Question

my program is supposed to do 3 operations: 1.insert 2.delete 3.show using a Doubly-linked list... I have a problem in delete function. here is the code:

void List::del()
{
    int num;
    Node *Aux1=first;
    Node *Aux2=NULL;
    if(isempty())
        cout<<"List is Empty!"<<endl;

    else
    {
        cout<<"Enter the number that you want to DELETE:"<<endl;
        cin>>num;
        while(Aux1->info!=num && Aux1 != NULL)
        {
            Aux2=Aux1;
            Aux1=Aux1->left;
        }
        if(Aux1!=NULL)
        {
            if(Aux2!=NULL)
            {
                if(Aux1->left==NULL)
                    Aux2->left=NULL;
                else
                {
                Aux2->left=Aux1->left;
                Aux1=Aux1->left;
                Aux1->right=Aux2;
                }
            }
            else
            {
                first=Aux1->left;
                //first->right=NULL;
            }
        }
        system("pause");
    }
}

In delete function I want to find the number that the user wants to remove and then remove it from the list... the problem is when the user enters a number that does not exist in the list!! In this case, I want my program not to do nothing on the list and not to remove any item from the list. but when it happens, I encounter this error:

App Crash Window

what's wrong with my code? ;-?

Was it helpful?

Solution

Your while loop is dereferencing the NULL pointer before it checks if it is NULL. You need to change your loop to this:

while(Aux1 != NULL && Aux1->info!=num)

OTHER TIPS

The problematic part is the following part:

    while(Aux1->info!=num && Aux1 != NULL)
    {
        Aux2=Aux1;
        Aux1=Aux1->left;
    }

You dereference Aux1 before checking if it is NULL. Hence, you will get a segmentation fault in this loop.

However, there is a more serious problem with your data structure.

Firstly, your field names are a bit weird. Usually, doubly linked lists have a prev and next pointer, for the preceding and following element, respectively.

Secondly, you don't actually count the items but rely on their info field. But you never update this field, so after a while, this ID will become meaningless and fragmented.

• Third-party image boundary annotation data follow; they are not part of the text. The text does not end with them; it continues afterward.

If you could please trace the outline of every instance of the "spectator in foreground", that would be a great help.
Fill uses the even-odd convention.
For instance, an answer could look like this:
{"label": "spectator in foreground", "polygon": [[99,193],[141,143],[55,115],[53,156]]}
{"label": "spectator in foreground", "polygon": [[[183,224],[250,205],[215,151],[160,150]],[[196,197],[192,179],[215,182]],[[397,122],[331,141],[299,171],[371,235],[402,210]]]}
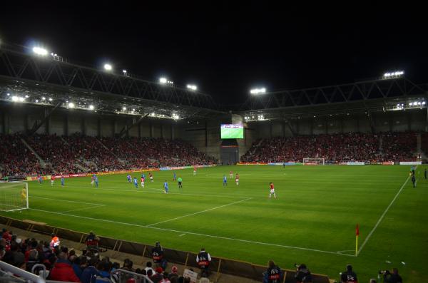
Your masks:
{"label": "spectator in foreground", "polygon": [[174,265],[171,267],[171,272],[168,278],[169,278],[171,282],[177,282],[178,281],[178,269],[176,266]]}
{"label": "spectator in foreground", "polygon": [[156,266],[162,267],[162,269],[165,269],[167,262],[165,257],[163,257],[163,249],[159,242],[156,242],[155,247],[151,250],[151,254],[153,262],[156,264]]}
{"label": "spectator in foreground", "polygon": [[68,282],[80,282],[80,279],[73,270],[71,264],[67,259],[67,254],[60,252],[54,268],[49,274],[49,279],[54,281],[65,281]]}
{"label": "spectator in foreground", "polygon": [[95,267],[96,262],[96,257],[91,257],[89,259],[88,267],[85,268],[81,277],[82,283],[95,283],[96,277],[100,275],[100,272]]}
{"label": "spectator in foreground", "polygon": [[263,273],[263,283],[280,283],[281,276],[281,269],[275,264],[273,260],[270,260],[268,269]]}
{"label": "spectator in foreground", "polygon": [[352,271],[352,266],[347,264],[346,271],[340,274],[340,281],[342,283],[357,283],[357,274]]}
{"label": "spectator in foreground", "polygon": [[200,249],[200,252],[196,256],[196,262],[201,270],[201,276],[208,276],[210,263],[211,262],[211,256],[207,252],[205,248]]}
{"label": "spectator in foreground", "polygon": [[297,281],[297,283],[312,282],[312,275],[310,271],[306,267],[306,264],[302,263],[302,264],[297,266],[295,278]]}
{"label": "spectator in foreground", "polygon": [[150,279],[153,283],[159,283],[162,279],[163,279],[163,270],[162,267],[156,268],[156,273],[155,273]]}

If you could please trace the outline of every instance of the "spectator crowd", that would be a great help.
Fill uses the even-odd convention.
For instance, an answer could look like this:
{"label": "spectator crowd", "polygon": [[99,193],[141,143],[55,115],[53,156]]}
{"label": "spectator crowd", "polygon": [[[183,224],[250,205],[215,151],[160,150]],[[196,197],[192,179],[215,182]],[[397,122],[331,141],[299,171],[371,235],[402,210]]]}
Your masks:
{"label": "spectator crowd", "polygon": [[414,132],[301,135],[255,141],[242,162],[302,162],[325,158],[326,163],[347,161],[414,161]]}
{"label": "spectator crowd", "polygon": [[[42,167],[36,156],[45,163]],[[181,140],[0,135],[0,177],[116,171],[212,164],[215,160]]]}

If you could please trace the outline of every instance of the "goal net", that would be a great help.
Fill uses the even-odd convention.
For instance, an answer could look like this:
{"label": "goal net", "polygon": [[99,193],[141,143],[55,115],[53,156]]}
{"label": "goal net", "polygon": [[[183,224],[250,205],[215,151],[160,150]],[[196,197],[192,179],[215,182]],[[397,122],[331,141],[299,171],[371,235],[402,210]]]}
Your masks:
{"label": "goal net", "polygon": [[304,165],[325,165],[324,158],[303,158]]}
{"label": "goal net", "polygon": [[25,182],[0,182],[0,210],[29,208],[29,184]]}

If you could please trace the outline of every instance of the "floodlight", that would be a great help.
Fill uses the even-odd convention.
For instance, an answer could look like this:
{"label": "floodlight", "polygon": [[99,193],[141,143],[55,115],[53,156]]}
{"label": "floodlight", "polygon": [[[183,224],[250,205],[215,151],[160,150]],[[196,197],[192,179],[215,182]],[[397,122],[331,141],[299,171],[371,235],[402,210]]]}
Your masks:
{"label": "floodlight", "polygon": [[250,90],[250,93],[251,93],[251,94],[265,93],[265,92],[266,92],[266,88],[253,88],[253,89]]}
{"label": "floodlight", "polygon": [[198,87],[195,85],[187,85],[187,88],[192,91],[196,91],[198,89]]}
{"label": "floodlight", "polygon": [[106,71],[111,71],[112,68],[113,68],[113,67],[111,66],[111,64],[109,64],[109,63],[104,64],[104,69],[106,69]]}
{"label": "floodlight", "polygon": [[37,55],[41,55],[42,56],[48,55],[48,51],[41,47],[33,47],[33,52],[34,52]]}

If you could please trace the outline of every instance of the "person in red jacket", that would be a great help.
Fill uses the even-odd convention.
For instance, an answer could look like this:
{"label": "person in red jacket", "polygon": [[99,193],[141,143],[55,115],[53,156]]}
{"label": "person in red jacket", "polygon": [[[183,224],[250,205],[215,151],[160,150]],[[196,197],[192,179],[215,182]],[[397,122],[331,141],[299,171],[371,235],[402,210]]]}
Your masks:
{"label": "person in red jacket", "polygon": [[71,264],[67,259],[67,254],[65,252],[60,252],[58,255],[55,266],[49,274],[49,279],[68,282],[81,282],[74,273]]}

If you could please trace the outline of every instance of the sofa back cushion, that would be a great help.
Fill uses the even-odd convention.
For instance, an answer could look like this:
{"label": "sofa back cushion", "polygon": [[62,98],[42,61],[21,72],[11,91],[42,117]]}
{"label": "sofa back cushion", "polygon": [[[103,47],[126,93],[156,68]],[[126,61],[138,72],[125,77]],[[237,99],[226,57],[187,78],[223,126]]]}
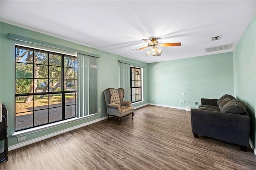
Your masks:
{"label": "sofa back cushion", "polygon": [[226,94],[220,97],[220,98],[217,101],[217,104],[218,105],[220,106],[220,103],[221,103],[221,102],[222,102],[222,101],[227,97],[232,98],[232,99],[236,99],[236,98],[233,97],[232,96]]}
{"label": "sofa back cushion", "polygon": [[244,103],[236,99],[232,99],[227,103],[220,110],[221,112],[240,114],[246,112]]}

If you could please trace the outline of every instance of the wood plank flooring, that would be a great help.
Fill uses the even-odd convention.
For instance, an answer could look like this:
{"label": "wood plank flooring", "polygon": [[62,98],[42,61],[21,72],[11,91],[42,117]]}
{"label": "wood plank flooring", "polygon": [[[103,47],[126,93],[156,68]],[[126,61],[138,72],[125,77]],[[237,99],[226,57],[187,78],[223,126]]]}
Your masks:
{"label": "wood plank flooring", "polygon": [[147,105],[10,151],[4,170],[253,170],[249,147],[199,135],[190,112]]}

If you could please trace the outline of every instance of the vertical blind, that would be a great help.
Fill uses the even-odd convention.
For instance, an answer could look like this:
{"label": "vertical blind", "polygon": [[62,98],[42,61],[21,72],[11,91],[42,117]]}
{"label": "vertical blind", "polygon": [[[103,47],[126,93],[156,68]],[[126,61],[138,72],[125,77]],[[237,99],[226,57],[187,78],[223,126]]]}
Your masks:
{"label": "vertical blind", "polygon": [[124,90],[124,100],[130,101],[130,65],[120,63],[120,87]]}
{"label": "vertical blind", "polygon": [[98,58],[77,54],[77,117],[98,112]]}

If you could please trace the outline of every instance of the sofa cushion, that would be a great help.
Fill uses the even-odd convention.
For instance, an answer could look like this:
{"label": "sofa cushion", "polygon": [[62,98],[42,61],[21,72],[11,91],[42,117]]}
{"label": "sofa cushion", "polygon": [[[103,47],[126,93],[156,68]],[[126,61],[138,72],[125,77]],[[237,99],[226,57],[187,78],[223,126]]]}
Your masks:
{"label": "sofa cushion", "polygon": [[204,110],[205,111],[215,111],[216,112],[219,112],[220,110],[217,109],[210,108],[210,107],[198,107],[198,109],[199,110]]}
{"label": "sofa cushion", "polygon": [[236,99],[232,99],[224,105],[220,110],[221,112],[227,112],[238,114],[246,111],[244,103]]}
{"label": "sofa cushion", "polygon": [[224,100],[225,99],[228,97],[230,98],[232,98],[233,99],[236,99],[236,98],[234,98],[232,96],[226,94],[225,95],[223,95],[221,97],[220,97],[220,98],[217,101],[217,104],[218,105],[220,106],[220,104],[221,102],[222,101]]}
{"label": "sofa cushion", "polygon": [[221,109],[223,107],[223,106],[225,105],[228,102],[234,99],[233,97],[228,96],[226,98],[222,100],[221,103],[220,104],[220,110],[221,110]]}

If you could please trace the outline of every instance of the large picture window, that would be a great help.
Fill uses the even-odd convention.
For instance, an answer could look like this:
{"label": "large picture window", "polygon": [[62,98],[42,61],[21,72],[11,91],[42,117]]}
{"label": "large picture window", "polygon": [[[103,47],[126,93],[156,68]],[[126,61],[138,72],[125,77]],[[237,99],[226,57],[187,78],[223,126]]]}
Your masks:
{"label": "large picture window", "polygon": [[76,117],[76,57],[15,46],[15,131]]}
{"label": "large picture window", "polygon": [[131,100],[132,103],[142,100],[142,69],[131,67]]}

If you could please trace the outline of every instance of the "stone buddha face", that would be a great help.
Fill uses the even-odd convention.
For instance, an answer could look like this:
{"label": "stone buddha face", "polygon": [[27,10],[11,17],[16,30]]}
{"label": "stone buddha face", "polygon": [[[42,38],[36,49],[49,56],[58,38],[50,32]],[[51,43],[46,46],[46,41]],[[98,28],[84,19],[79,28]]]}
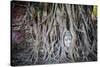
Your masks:
{"label": "stone buddha face", "polygon": [[64,46],[68,50],[70,48],[71,42],[72,42],[72,35],[69,31],[65,32],[63,41],[64,41]]}

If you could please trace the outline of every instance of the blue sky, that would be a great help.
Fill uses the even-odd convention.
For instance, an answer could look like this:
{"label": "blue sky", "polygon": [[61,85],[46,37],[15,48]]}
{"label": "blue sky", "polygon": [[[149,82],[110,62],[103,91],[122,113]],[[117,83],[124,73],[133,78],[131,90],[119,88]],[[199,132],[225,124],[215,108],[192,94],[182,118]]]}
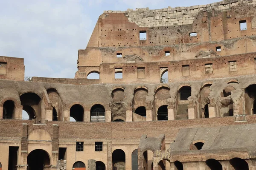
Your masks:
{"label": "blue sky", "polygon": [[74,78],[104,10],[189,6],[216,0],[0,0],[0,56],[24,58],[26,76]]}

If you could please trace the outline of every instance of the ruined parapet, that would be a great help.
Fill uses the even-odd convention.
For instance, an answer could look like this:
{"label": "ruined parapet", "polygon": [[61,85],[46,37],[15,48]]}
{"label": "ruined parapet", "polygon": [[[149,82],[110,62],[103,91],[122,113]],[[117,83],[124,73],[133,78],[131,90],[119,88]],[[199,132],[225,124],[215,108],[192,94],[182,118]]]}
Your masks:
{"label": "ruined parapet", "polygon": [[57,163],[57,170],[66,170],[67,161],[66,160],[59,160]]}
{"label": "ruined parapet", "polygon": [[[216,11],[230,10],[232,7],[240,4],[255,4],[255,0],[228,0],[189,7],[176,7],[151,10],[148,8],[128,9],[126,11],[105,11],[104,13],[123,13],[128,17],[128,20],[140,27],[151,27],[191,24],[196,16],[201,11],[214,9]],[[207,22],[207,17],[205,21]],[[204,18],[202,18],[204,20]]]}

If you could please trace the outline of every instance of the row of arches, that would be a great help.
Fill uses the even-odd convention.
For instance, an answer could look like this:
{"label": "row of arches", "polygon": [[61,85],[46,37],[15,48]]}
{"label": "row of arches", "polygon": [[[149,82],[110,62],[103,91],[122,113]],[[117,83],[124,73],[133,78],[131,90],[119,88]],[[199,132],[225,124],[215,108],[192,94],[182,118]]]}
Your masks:
{"label": "row of arches", "polygon": [[[158,164],[158,170],[166,170],[166,161],[169,162],[168,160],[165,159],[159,162]],[[170,163],[171,164],[170,162]],[[189,166],[189,163],[188,164],[188,166]],[[228,161],[228,164],[229,164],[225,163],[225,166],[231,166],[235,170],[249,170],[249,169],[248,164],[246,161],[239,158],[234,158]],[[173,164],[175,167],[174,169],[175,170],[183,170],[185,169],[183,167],[183,164],[178,161],[174,162]],[[152,164],[151,166],[153,167],[153,164]],[[145,168],[145,169],[147,169]],[[205,161],[204,169],[207,170],[223,170],[224,169],[223,169],[222,165],[220,162],[215,159],[210,159]],[[148,170],[149,170],[150,169],[148,168]]]}

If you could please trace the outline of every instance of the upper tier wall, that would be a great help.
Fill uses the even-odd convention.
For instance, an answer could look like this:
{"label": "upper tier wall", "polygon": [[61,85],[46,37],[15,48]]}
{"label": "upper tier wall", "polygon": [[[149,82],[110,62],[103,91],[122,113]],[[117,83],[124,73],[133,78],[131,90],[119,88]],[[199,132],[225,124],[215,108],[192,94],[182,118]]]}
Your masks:
{"label": "upper tier wall", "polygon": [[227,0],[207,5],[189,7],[176,7],[152,10],[148,8],[128,9],[126,11],[105,11],[104,13],[124,13],[128,20],[140,27],[152,27],[190,24],[196,16],[203,10],[230,9],[240,4],[255,4],[256,0]]}

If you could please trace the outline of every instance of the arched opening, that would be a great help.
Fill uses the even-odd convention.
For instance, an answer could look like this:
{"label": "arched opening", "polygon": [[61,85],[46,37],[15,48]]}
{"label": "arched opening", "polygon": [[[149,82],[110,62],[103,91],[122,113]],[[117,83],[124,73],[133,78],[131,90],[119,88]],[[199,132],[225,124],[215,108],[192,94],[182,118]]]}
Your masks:
{"label": "arched opening", "polygon": [[230,163],[235,170],[249,170],[246,161],[239,158],[234,158],[230,160]]}
{"label": "arched opening", "polygon": [[83,122],[84,108],[80,105],[73,105],[70,108],[70,115],[76,120],[76,122]]}
{"label": "arched opening", "polygon": [[116,149],[112,153],[113,170],[125,170],[125,153],[121,149]]}
{"label": "arched opening", "polygon": [[187,100],[191,96],[191,88],[190,86],[183,86],[180,89],[180,100]]}
{"label": "arched opening", "polygon": [[41,99],[37,94],[33,93],[26,93],[20,96],[23,110],[29,115],[29,119],[32,119],[37,116],[38,122],[41,122]]}
{"label": "arched opening", "polygon": [[153,164],[154,153],[151,150],[146,150],[143,153],[143,165],[144,170],[151,170]]}
{"label": "arched opening", "polygon": [[131,153],[131,170],[138,170],[138,149],[135,149]]}
{"label": "arched opening", "polygon": [[209,118],[209,108],[208,104],[204,106],[204,117],[205,118]]}
{"label": "arched opening", "polygon": [[85,164],[81,161],[75,162],[73,165],[73,169],[75,170],[85,170]]}
{"label": "arched opening", "polygon": [[144,106],[139,107],[135,110],[135,113],[146,117],[146,108]]}
{"label": "arched opening", "polygon": [[214,159],[208,159],[205,162],[205,163],[211,170],[222,170],[221,164]]}
{"label": "arched opening", "polygon": [[56,109],[54,108],[52,109],[52,120],[54,121],[57,121],[58,120],[57,111],[56,111]]}
{"label": "arched opening", "polygon": [[113,122],[125,122],[125,121],[119,119],[117,119],[114,120]]}
{"label": "arched opening", "polygon": [[43,170],[50,167],[50,158],[48,153],[42,149],[36,149],[28,156],[28,169]]}
{"label": "arched opening", "polygon": [[247,87],[244,91],[244,104],[246,114],[252,114],[256,112],[254,103],[256,99],[256,85]]}
{"label": "arched opening", "polygon": [[7,100],[4,103],[3,108],[3,119],[12,119],[14,114],[14,102]]}
{"label": "arched opening", "polygon": [[168,120],[167,105],[161,106],[157,110],[157,120]]}
{"label": "arched opening", "polygon": [[105,164],[101,161],[96,161],[96,170],[105,170]]}
{"label": "arched opening", "polygon": [[179,161],[174,162],[174,166],[175,170],[183,170],[183,164]]}
{"label": "arched opening", "polygon": [[91,122],[105,122],[105,108],[101,105],[93,105],[90,110]]}
{"label": "arched opening", "polygon": [[167,83],[168,82],[168,69],[167,68],[163,71],[161,75],[160,82],[161,83]]}
{"label": "arched opening", "polygon": [[87,75],[87,79],[99,79],[99,73],[97,71],[93,71]]}
{"label": "arched opening", "polygon": [[112,91],[112,97],[114,102],[122,102],[125,98],[124,90],[122,88],[117,88]]}

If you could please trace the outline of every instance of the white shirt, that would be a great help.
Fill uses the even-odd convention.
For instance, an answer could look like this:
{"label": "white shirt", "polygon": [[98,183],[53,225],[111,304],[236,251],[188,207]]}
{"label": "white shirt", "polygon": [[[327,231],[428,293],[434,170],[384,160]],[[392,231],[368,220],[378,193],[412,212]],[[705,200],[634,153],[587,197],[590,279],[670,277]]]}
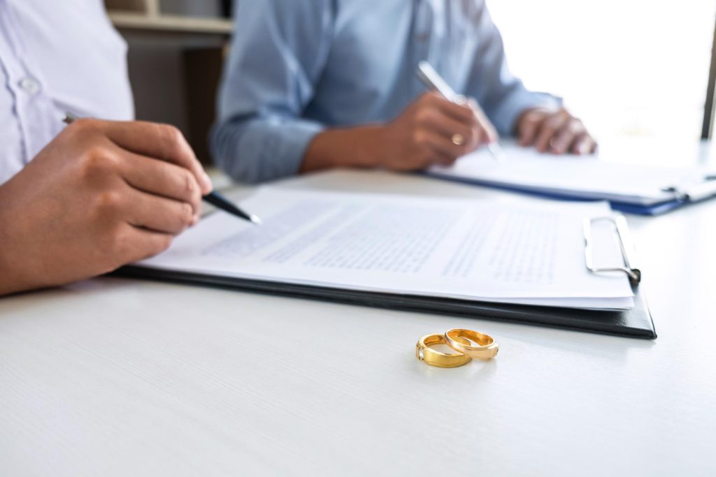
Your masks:
{"label": "white shirt", "polygon": [[102,0],[0,0],[0,184],[62,130],[65,112],[133,117],[126,57]]}

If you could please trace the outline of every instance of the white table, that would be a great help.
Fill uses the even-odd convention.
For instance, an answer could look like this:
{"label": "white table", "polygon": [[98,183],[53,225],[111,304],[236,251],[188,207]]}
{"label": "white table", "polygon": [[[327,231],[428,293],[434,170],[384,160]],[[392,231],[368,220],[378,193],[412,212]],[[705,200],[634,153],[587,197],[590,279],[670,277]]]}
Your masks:
{"label": "white table", "polygon": [[[716,475],[715,217],[629,217],[655,341],[120,279],[1,299],[0,475]],[[415,359],[454,327],[500,355]]]}

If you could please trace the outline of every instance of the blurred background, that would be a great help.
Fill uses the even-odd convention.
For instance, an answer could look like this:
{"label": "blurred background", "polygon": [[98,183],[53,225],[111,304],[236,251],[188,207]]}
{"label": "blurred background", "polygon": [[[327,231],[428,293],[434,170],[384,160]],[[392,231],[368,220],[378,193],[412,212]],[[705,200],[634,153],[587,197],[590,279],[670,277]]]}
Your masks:
{"label": "blurred background", "polygon": [[[565,98],[602,142],[695,142],[710,130],[716,0],[487,1],[513,72]],[[105,3],[130,46],[137,118],[177,124],[208,162],[231,0]]]}

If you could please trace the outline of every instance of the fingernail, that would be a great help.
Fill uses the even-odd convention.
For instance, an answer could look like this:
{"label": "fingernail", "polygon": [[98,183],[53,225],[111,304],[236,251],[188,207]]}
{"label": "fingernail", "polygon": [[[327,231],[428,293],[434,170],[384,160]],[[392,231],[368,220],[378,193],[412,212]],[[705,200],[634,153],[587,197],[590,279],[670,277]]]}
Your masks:
{"label": "fingernail", "polygon": [[214,188],[214,185],[211,183],[211,178],[209,177],[209,174],[206,173],[206,171],[202,169],[201,173],[201,185],[207,192],[210,192]]}

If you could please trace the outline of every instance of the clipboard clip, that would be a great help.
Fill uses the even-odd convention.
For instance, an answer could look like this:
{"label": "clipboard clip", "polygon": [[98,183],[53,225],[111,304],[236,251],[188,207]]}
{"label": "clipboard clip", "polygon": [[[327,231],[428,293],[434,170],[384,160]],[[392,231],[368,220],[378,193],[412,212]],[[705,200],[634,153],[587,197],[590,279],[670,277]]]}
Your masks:
{"label": "clipboard clip", "polygon": [[697,202],[716,195],[716,176],[707,175],[704,180],[688,187],[669,186],[662,191],[674,194],[677,200]]}
{"label": "clipboard clip", "polygon": [[[595,267],[592,254],[591,226],[596,222],[609,222],[614,225],[616,230],[616,236],[619,240],[619,248],[621,250],[621,258],[624,262],[618,267]],[[636,266],[634,247],[629,232],[629,225],[624,215],[614,217],[595,217],[584,219],[584,262],[587,269],[593,273],[605,272],[624,272],[629,277],[632,285],[638,285],[642,281],[642,271]]]}

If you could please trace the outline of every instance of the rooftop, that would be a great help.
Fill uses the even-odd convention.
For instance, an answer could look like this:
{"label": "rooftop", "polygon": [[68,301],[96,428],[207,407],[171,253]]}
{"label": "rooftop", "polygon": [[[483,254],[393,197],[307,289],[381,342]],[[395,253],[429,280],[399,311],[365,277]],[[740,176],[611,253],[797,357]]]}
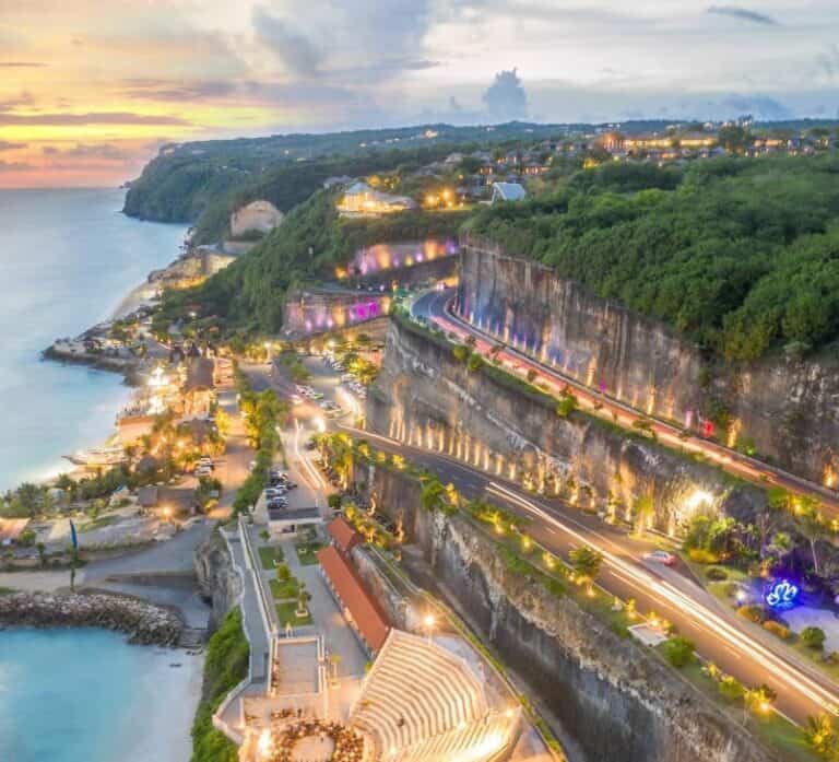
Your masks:
{"label": "rooftop", "polygon": [[334,546],[318,551],[318,561],[367,645],[373,650],[381,648],[390,625],[376,601],[367,593],[358,573],[335,550]]}
{"label": "rooftop", "polygon": [[334,540],[335,547],[344,553],[348,553],[355,546],[364,541],[364,538],[342,516],[333,518],[327,525],[327,531]]}

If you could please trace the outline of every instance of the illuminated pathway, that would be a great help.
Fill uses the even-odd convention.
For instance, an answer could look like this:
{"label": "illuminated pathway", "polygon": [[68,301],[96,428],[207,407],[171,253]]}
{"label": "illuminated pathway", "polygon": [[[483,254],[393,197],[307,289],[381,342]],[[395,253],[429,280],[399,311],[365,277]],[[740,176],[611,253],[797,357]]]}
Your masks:
{"label": "illuminated pathway", "polygon": [[[338,399],[334,374],[319,361],[308,361],[311,385],[327,398]],[[262,368],[260,368],[260,372]],[[262,373],[260,373],[262,375]],[[258,387],[271,384],[263,375]],[[581,544],[599,549],[605,559],[599,584],[622,600],[634,598],[638,610],[654,611],[678,628],[697,645],[698,652],[747,685],[766,683],[778,692],[777,706],[803,724],[811,715],[839,708],[839,688],[815,667],[788,654],[775,637],[724,609],[697,584],[666,568],[661,573],[645,565],[642,555],[653,546],[630,539],[625,532],[587,516],[559,500],[535,497],[517,484],[437,452],[406,445],[387,436],[340,422],[326,422],[346,431],[389,454],[402,455],[451,482],[469,499],[504,502],[531,520],[528,534],[552,553],[568,559]],[[302,431],[300,439],[310,431]],[[305,460],[306,458],[304,458]],[[665,578],[666,577],[666,578]]]}
{"label": "illuminated pathway", "polygon": [[744,684],[772,687],[778,692],[779,712],[794,722],[803,724],[808,716],[825,711],[839,714],[839,688],[827,677],[783,654],[768,633],[749,632],[748,623],[723,609],[695,583],[676,574],[665,579],[648,570],[641,560],[645,548],[618,530],[562,501],[534,497],[511,482],[438,453],[373,432],[340,424],[339,427],[425,466],[444,481],[451,481],[468,497],[483,494],[505,502],[531,520],[528,534],[553,553],[567,559],[568,552],[581,544],[596,548],[604,556],[598,582],[606,591],[623,600],[634,598],[639,611],[654,611],[675,624],[680,634],[696,643],[705,658]]}
{"label": "illuminated pathway", "polygon": [[[483,354],[488,353],[493,347],[503,343],[500,340],[453,315],[449,309],[452,298],[452,291],[428,292],[414,302],[413,312],[415,315],[436,323],[445,331],[456,333],[461,340],[472,336],[475,339],[475,349]],[[539,380],[545,382],[554,394],[562,391],[566,386],[572,388],[580,408],[586,409],[592,415],[600,415],[630,430],[635,421],[651,420],[651,430],[655,432],[661,443],[676,449],[701,455],[725,471],[758,486],[765,488],[767,484],[775,484],[795,494],[815,496],[822,502],[822,505],[825,507],[825,514],[829,518],[839,519],[839,497],[820,484],[807,481],[755,458],[749,458],[747,455],[737,453],[735,449],[725,447],[717,442],[701,439],[696,436],[684,438],[682,430],[677,426],[659,419],[651,419],[625,402],[602,395],[593,388],[581,384],[570,376],[564,375],[556,368],[545,365],[508,344],[504,344],[504,349],[498,353],[498,356],[508,367],[518,365],[523,374],[527,374],[528,370],[532,368],[540,375]],[[600,410],[595,410],[595,405],[600,406]],[[637,430],[635,431],[637,433]]]}

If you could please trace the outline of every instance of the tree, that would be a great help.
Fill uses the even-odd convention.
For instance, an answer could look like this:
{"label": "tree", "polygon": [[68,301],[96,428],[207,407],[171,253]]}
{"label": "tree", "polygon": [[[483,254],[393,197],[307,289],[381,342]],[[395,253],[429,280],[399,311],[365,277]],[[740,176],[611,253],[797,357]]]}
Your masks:
{"label": "tree", "polygon": [[306,589],[306,583],[299,583],[297,586],[297,613],[298,617],[305,617],[308,612],[308,603],[311,600],[311,594]]}
{"label": "tree", "polygon": [[472,352],[472,354],[469,355],[469,361],[466,362],[466,370],[470,373],[474,373],[475,371],[480,371],[483,364],[484,359],[477,352]]}
{"label": "tree", "polygon": [[[802,500],[805,499],[802,497]],[[827,537],[827,525],[815,505],[810,503],[802,507],[801,513],[797,514],[796,518],[799,530],[804,535],[807,542],[810,542],[810,551],[813,554],[813,568],[818,575],[818,551],[816,546],[819,540]]]}
{"label": "tree", "polygon": [[442,482],[436,477],[429,477],[423,484],[420,501],[429,513],[442,508],[446,501],[446,488]]}
{"label": "tree", "polygon": [[662,649],[664,658],[674,667],[681,668],[694,660],[696,646],[686,637],[675,636],[665,641]]}
{"label": "tree", "polygon": [[807,648],[813,650],[822,650],[825,647],[825,631],[822,628],[804,628],[799,637]]}
{"label": "tree", "polygon": [[589,595],[593,594],[594,579],[603,565],[603,554],[589,546],[576,548],[569,553],[577,579],[586,584]]}
{"label": "tree", "polygon": [[777,697],[778,694],[769,685],[747,689],[743,694],[743,722],[746,722],[748,712],[767,714]]}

Consider the case where a user has entered five nodes:

0 --> 1 --> 2 --> 3 --> 4

Now you call delete(2):

0 --> 1 --> 3 --> 4

Now your user has to either get all the IDs presented and choose the right one, in which case your segmentation fault will occur -- what happens now if the user calls delete(2) again? Usually, one would not delete nodes by magic ID number, but instead have a function that takes a pointer to the node which needs to be deleted.

NodePayload* delete(Node* node)

This would then delete the appropriate node and optionally return a pointer to the actually deleted node/or its payload. Because usually for memory-management reasons, your List class might allocate Nodes, but not their payloads, so users can use the List with their allocated custom payloads.